However, a common concern remains: It’s more difficult to train and upskill remote workers. This is simply not true. With the right tools, supervisors have as much visibility into performance and behavior as they do with agents in a brick-and-mortar call centre.

Those tools not only identify and ensure skill gaps are being addressed, but they also improve the employee experience, foster higher engagement, and help them be successful. In an era of job switching and resignations, known as “The Great Resignation,” empowering employees mitigates great talent walking out the door.

Elevated agent responsibilities and a dispersed workforce make it crucial for contact centres to always be on the alert for development gaps. Fortunately, workforce engagement, workforce optimization, and analytics tech—which are part of all modern CCaaS platforms—can be leveraged to help ensure you’re targeting your training on the right topics and agents.

Keys to Identifying Employee Coaching Opportunities

Contact centres need to regularly assess where agent skills can be improved and prioritize training topics based on their evaluations. Here are three keys to success:

1. Analyze Interactions on Every Channel

If your contact centre offers multiple channels but focuses most of your quality assessment on voice interactions, you’re doing it wrong.

Why? Because you’re missing out on important employee coaching and training opportunities that cover the gamut of customer engagement channels. Written digital interactions are a very different animal than phone calls and have their own quality standards.

Interaction analytics software can analyze all interactions from all channels, including cross-channel transactions, to ensure contact centres don’t miss training opportunities.

Managers should leverage these capabilities to categorize interactions based on discussion topics, frustration detection, and expressed sentiment to see where issues are occurring and what causes them.

As an example, customer sentiment scores can highlight underperforming agents. Further analysis can pinpoint specific training opportunities for these agents. Targeted agent training is much more effective than using a shotgun approach and will strengthen the overall quality of CX.

2. Coach in the Moment

Does this scenario sound familiar? Following a particularly poor QA evaluation on a voice interaction, supervisor Sue coaches agent Adam, who has no recollection of the call because he’s handled 90 more calls since the interaction took place. And to make matters worse, the (former) customer has already switched to your competitor.

The typical QA process includes pulling a small sample of interactions and coaching agents after the fact, sometimes days later. There are a few problems with only using this approach:

  • It’s likely not all training opportunities are identified due to the small sample size
  • Lack of real-time agent coaching means agents don’t have the opportunity to change the outcome of the interaction
  • The time delay between the interaction and the coaching means the agent may have continued the undesirable behavior (how many of those 90 calls did agent Adam flub?)

Real-time interaction guidance software solves these problems and helps optimize the agent experience and performance when it’s most important: as the interaction is occurring.

This AI-powered tool listens to and analyzes every voice interaction across the contact centre (physical and virtual) and coaches agents in real-time during each interaction on their use of soft skills.

In other words, real-time interaction guidance identifies training opportunities and then immediately offers unobtrusive and actionable direction—giving agents time to adjust their behavior accordingly.
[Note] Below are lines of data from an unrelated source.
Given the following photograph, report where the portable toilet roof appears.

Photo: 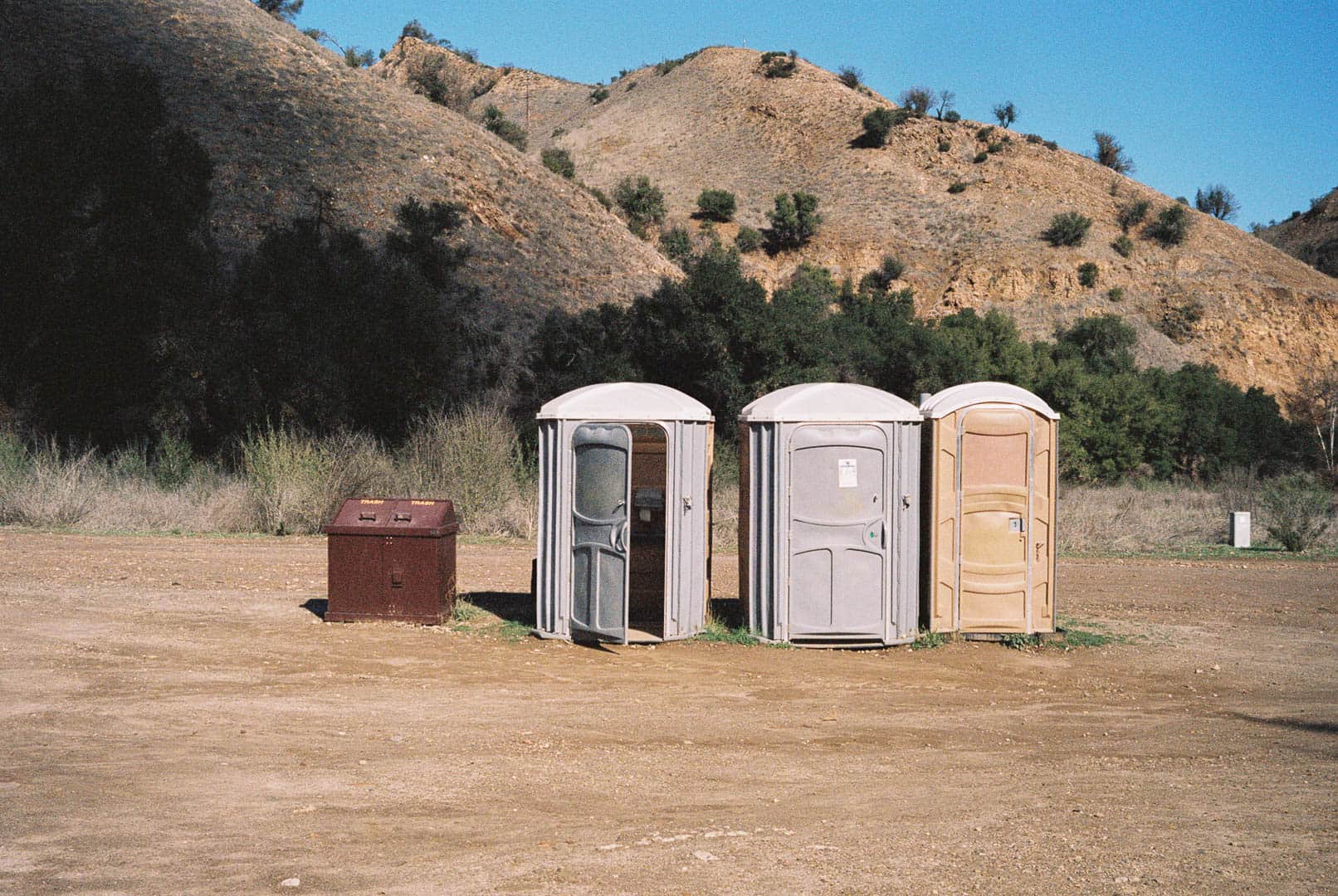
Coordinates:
[739,382,920,422]
[919,381,1060,420]
[536,382,713,421]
This real-time feedback allows agents to fulfill their responsibility of strengthening customer relationships.

3. Tailor Training to Agent Needs

Voice and digital channels capture huge amounts of data about agent behavior and performance. And supervisors have more tools than ever to use this data to identify training opportunities for every agent, including those who work from home.

A common contact centre theme is that when conversion rates are down, leaders will conduct a refresher training for every single agent. Even the ones who are overperforming. Is this the right way to approach training? Probably not.

Training is most effective when the right agents receive the right training. For example, agents with below-target conversion rates should receive sales process refresher training, but high-performing agents will probably find it a waste of time. Keep them on the phones or use them as examples for other agents.

Advanced tools such as interaction analytics, AI-infused quality management analytics, and real-time interaction guidance software provide insights into agent performance. Thus, supervisors can zero in on both group and individual needs and apply the training to where it will make the most impact.

Using these tools results in a more comprehensive view into opportunities while optimizing agent time and training resources. It can also increase employee engagement when training is tailored to their skill gaps.

Ready to Optimize Onboarding, Coaching, and Training?

Today’s consumers expect a lot from businesses, especially customer service functions. One sub-par contact centre interaction can result in a lost customer. This reality makes it vital for agents to continuously sharpen their skills through targeted training.

To maximize training results, call centre leaders should analyze interactions from all channels, coach in the moment, and tailor training to agent needs.

Training agents to be digitally fluent is a widespread opportunity.

This blog post has been re-published by kind permission of NICE CXone – View the Original Article

For more information about NICE CXone - visit the NICE CXone Website

About NICE CXone

NICE CXone NICE CXone combines best-in-class Omnichannel Routing, Workforce Engagement, Analytics, Automation and Artificial Intelligence on an Open Cloud Foundation.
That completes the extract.